20.57
Joanna cepillaba las pelusas al frac azul de Elton Lybarger y pensaba en su cachorro, probablemente sobre el Atlántico, de regreso a la perrera del aeropuerto de Los Angeles, donde lo guardarían hasta que fuera a buscarlo. De pronto se oyó un golpe seco en la puerta y entraron Eric y Edward seguidos de Remmer y Schneider. Detrás, los guardaespaldas de Lybarger vestidos de frac, seguidos de otros dos hombres con brazaletes que los identificaban como guardias de seguridad.
– Tío -dijo Eric con tono paternalista-. Estos hombres quieren verte un momento. Son policías.
– Guten Abend -dijo Lybarger, y sonrió. En ese momento se disponía a tomar una dosis de vitaminas. Se las metió en la boca, una por una, y las tragó con pequeños sorbos de un vaso de agua.
– Herr Lybarger -pronunció Remmer-, disculpe la intrusión. -Sonriente y correcto, pero sin ceremonias, Remmer le lanzó una mirada escrutadora, rápida y certera. Calculó que pesaba poco más de sesenta y cinco kilos y medía cerca de un metro setenta, se sostenía derecho y parecía físicamente en buena forma. Llevaba una camisa con un peto duro, con gemelos en los puños y en el cuello un corbatín blanco. A ojos de todo el mundo, su aspecto era el de un hombre alrededor de los cincuenta y cincuenta y cinco años, que gozaba de buena salud y se disponía a hablar ante un público importante.
Terminó de ingerir las vitaminas y se volvió.
– Por favor, Joanna. -Y ella lo ayudó a ponerse el chaqué.
Remmer reconoció de inmediato a Joanna como la mujer que aparecía en la ventana de la casa de Hauptstrasse, identificada por el FBI como la fisioterapeuta de Lybarger, Joanna Marsh de Taos, Nuevo México.
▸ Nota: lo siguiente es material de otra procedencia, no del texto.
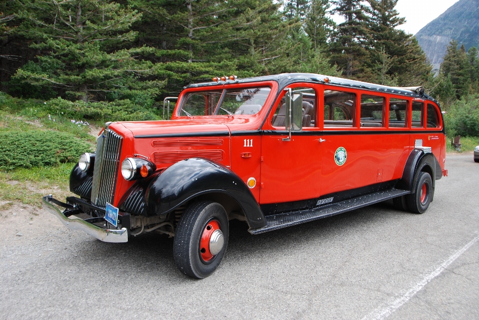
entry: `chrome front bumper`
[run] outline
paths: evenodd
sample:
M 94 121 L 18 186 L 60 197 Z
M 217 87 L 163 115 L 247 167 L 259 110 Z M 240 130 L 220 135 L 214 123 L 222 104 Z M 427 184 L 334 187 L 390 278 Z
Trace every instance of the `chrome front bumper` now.
M 43 208 L 58 217 L 67 228 L 81 230 L 105 242 L 127 242 L 128 241 L 128 233 L 126 228 L 122 228 L 120 230 L 103 229 L 81 219 L 70 219 L 53 204 L 53 201 L 59 201 L 55 200 L 51 194 L 45 195 L 42 200 Z

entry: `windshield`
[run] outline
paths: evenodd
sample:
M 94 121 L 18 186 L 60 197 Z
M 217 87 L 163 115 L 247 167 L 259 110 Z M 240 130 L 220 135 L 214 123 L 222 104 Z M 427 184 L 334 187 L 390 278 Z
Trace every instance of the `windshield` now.
M 178 115 L 254 115 L 270 91 L 263 87 L 192 92 L 185 98 Z

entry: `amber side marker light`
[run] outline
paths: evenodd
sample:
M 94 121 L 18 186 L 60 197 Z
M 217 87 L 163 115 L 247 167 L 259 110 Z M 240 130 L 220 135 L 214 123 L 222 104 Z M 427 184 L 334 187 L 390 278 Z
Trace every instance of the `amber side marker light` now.
M 148 167 L 143 164 L 140 168 L 140 175 L 144 178 L 148 176 Z

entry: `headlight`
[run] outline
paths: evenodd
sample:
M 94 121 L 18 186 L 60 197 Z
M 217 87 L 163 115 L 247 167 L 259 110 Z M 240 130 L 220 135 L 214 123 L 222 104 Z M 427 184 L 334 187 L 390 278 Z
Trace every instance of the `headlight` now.
M 82 171 L 86 172 L 95 163 L 95 154 L 85 153 L 80 156 L 78 160 L 78 167 Z
M 148 177 L 156 170 L 153 162 L 143 159 L 126 158 L 121 163 L 121 174 L 128 181 Z

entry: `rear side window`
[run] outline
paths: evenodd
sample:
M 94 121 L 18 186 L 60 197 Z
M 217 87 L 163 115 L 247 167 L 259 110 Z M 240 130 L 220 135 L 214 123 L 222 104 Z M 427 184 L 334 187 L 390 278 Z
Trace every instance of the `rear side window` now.
M 361 126 L 379 128 L 384 126 L 384 105 L 383 97 L 361 95 Z
M 423 116 L 424 112 L 424 104 L 422 102 L 413 102 L 413 112 L 411 115 L 411 126 L 413 128 L 423 128 Z
M 324 91 L 324 128 L 352 127 L 356 112 L 356 94 Z
M 439 117 L 434 106 L 428 104 L 428 128 L 438 128 L 439 127 Z
M 389 128 L 406 128 L 408 101 L 391 98 L 389 99 Z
Esperaba encontrar al otro hombre del vídeo, del que Noble sospechaba que perteneciera a la Spetsnaz y a quien vieran bajando del BMW. Pero no estaba entre los hombres presentes en la habitación.
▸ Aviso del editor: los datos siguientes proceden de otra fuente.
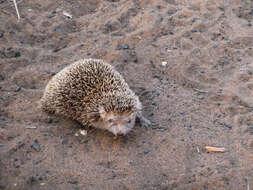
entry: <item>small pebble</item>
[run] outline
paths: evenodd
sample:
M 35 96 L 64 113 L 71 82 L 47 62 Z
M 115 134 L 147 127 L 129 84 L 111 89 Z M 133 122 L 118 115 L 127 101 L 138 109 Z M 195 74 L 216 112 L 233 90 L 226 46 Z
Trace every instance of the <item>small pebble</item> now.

– ¿Qué significa esto? -Preguntó Eric-. Mi tío está a punto de dar un discurso muy importante.
Remmer se volvió y avanzó hasta el centro de la habitación, atrayendo deliberadamente la atención de Eric y Edward y de los guardaespaldas. En ese momento, Schneider se apartó, miró a su alrededor y entró en el baño. Al cabo de unos segundos volvió a salir.
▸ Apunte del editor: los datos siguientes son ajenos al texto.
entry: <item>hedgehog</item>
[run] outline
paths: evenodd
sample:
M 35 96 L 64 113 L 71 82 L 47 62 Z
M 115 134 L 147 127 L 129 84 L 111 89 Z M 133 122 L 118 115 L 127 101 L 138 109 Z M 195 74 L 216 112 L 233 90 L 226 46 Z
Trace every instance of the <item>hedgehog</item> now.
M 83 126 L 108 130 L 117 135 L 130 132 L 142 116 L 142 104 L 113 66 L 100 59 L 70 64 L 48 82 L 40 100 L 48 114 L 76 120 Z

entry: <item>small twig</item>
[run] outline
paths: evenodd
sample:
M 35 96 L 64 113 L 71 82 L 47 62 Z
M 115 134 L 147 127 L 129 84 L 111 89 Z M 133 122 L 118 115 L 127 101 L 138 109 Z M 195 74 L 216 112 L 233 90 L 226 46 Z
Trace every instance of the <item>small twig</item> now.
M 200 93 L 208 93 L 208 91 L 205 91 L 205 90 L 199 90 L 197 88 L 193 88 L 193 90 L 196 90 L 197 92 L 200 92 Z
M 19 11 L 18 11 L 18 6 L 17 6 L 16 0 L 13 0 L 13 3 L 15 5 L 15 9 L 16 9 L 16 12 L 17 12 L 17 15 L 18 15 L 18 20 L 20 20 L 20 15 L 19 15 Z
– Nos informaron que podían suscitarse problemas con la seguridad personal del señor Lybarger -dijo Remmer.
– ¿Qué problemas? -preguntó Eric.
Remmer sonrió, relajado.
– Ya veo que no hay problemas. Lamento haberlos molestado, señores. Guten Abena -contestó, y se volvió mirando a Joanna. Se preguntaba lo que sabría ella de todo aquello, cuan implicada podía encontrarse-. Buenas noches -saludó en tono cortés, y él y Schneider salieron de la habitación.